NÃO É FICÇÃO, É A REALIDADE E ESTÁ A ACONTECER NA TUA CIDADE
No passado 14 de abril, no âmbito da Festa do Cinema Italiano, teve lugar no Cinema São Jorge a exibição do filme “Eu, Capitão” de Matteo Garrone, filme que fala sobre a travessia de dois jovens de Dakar para conseguirem chegar à Europa. Um grupo de 50 pessoas das mais de 140 que estão a pernoitar no jardim, neste caso, vindas do Senegal, Gâmbia e Guiné, subiram ao palco, onde sempre tiveram de ser recebidas, e voltaram a ser os protagonistas da sua própria história. 

Acompanhadas por activistas, apelaram à solidariedade pública para com as  imigrantes que estão a viver na rua desde fevereiro.

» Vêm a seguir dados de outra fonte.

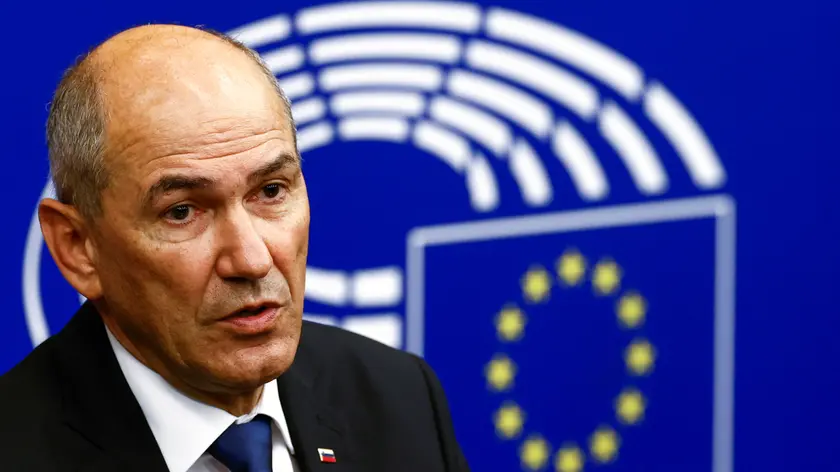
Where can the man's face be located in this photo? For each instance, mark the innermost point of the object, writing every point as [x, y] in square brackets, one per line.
[205, 214]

Poucos dias depois de o Parlamento Europeu aprovar o preocupante novo pacto sobre migração e asilo da União Europeia, e num contexto de celebração dos 50 anos do 25 de Abril, é preciso fechar punhos perante o desrespeito pelos direitos das pessoas migrantes. Apelamos à tua solidariedade.

COMO PODES JUNTAR-TE?
Nos próximos dias, está prevista uma operação de despejo no jardim à volta da Igreja dos Anjos, pelo que pedimos o apoio de todas as pessoas:

~ Podes apoiar os piquetes organizados na Igreja dos Anjos ao longo do dia.
~ Podes trazer comida, roupa, água, os teus conhecimentos legais, a tua força, nas inúmeras formas de solidariedade que consigas imaginar.
~ Podes fazê-lo através de um donativo para a conta PT50 0035 0413 0004 5049 730 79, com o descritivo “Apoio imigrantes anjos”.
~ Podes juntar-te à manifestação contra as medidas burocráticas que estão a dificultar a vida das pessoas migrantes, que terá lugar na sexta-feira dia 19, a partir das 16h30, em frente à Junta de Freguesia de Arroios, no Largo Intendente.
~ Podes seguir divulgando os comunicados dos coletivos envolvidos:

@stopdespejos
@habita.colectivo
@pan.teras_rosa
@humansbeforeborders
@redeapoiomutuo
@sosracismopt
@casadobrasildelisboa
@diasporas.pt
@coletivoandorinha

A situação destas pessoas é apenas a ponta do iceberg: há centenas de milhares de pessoas em Portugal que estão a passar por situações semelhantes, que estão a ser vítimas de um sistema deshumano e injusto. 

Stop Despejos! Nenhum ser humano é ilegal! Regularização já!